Many algorithms do not make use of special values (infinities, NaN) and are designed to work well in a computation model in which each operation introduces a small nondeterministic relative error. These algorithms work well with -ffast-math, because they do not use the hypothesis that the error of each operation is exactly the error predicted by IEEE 754. The algorithms also work fine when the rounding mode is other than the default round-to-nearest: the error in the end may be larger (or smaller), but a FPU in round-upwards mode also implements the computation model that these algorithms expect, so they work more or less identically well in these conditions.

Other algorithms (for instance Kahan summation, “double-double” libraries in which numbers are represented as the sum of two doubles) expect the rules to be respected to the letter, because they contain smart shortcuts based on subtle behaviors of IEEE 754 arithmetic. You can recognize these algorithms by the fact that they do not work when the rounding mode is other than expected either. I once asked a question about designing double-double operations that would work in all rounding modes (for library functions that may be pre-empted without a chance to restore the rounding mode): it is extra work, and these adapted implementations still do not work with -ffast-math.

Answer 5

Yes, you can use -ffast-math on normal projects, for an appropriate definition of "normal projects." That includes probably 95% of all programs written.

But then again, 95% of all programs written would not benefit much from -ffast-math either, because they don't do enough floating point math for it to be important.

Answer 6

Yes, they can be used safely, provided that you know what you are doing.

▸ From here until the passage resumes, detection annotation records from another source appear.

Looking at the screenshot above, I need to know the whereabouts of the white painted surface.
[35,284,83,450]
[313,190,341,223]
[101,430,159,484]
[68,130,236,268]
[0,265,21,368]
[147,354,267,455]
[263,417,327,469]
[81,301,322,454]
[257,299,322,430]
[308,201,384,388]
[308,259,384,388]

This implies that you understand that they represent magnitudes, not exact values. This means:

1. You always do a sanity check on any external fp input.
2. You never divide by 0.
3. You never check for equality, unless you know it is an integer with an absolute value below the max value of the mantissa.
4. etc.

In fact, I would argue the converse. Unless you are working in very specific applications where NaNs and denormals have meaning, or if you really need that tiny incremental bit of reproduceability, then -ffast-math should be on by default. That way, your unit tests have a better chance of flushing out errors. Basically, whenever you think fp calculations have either reproduceability or precision, even under ieee, you are wrong.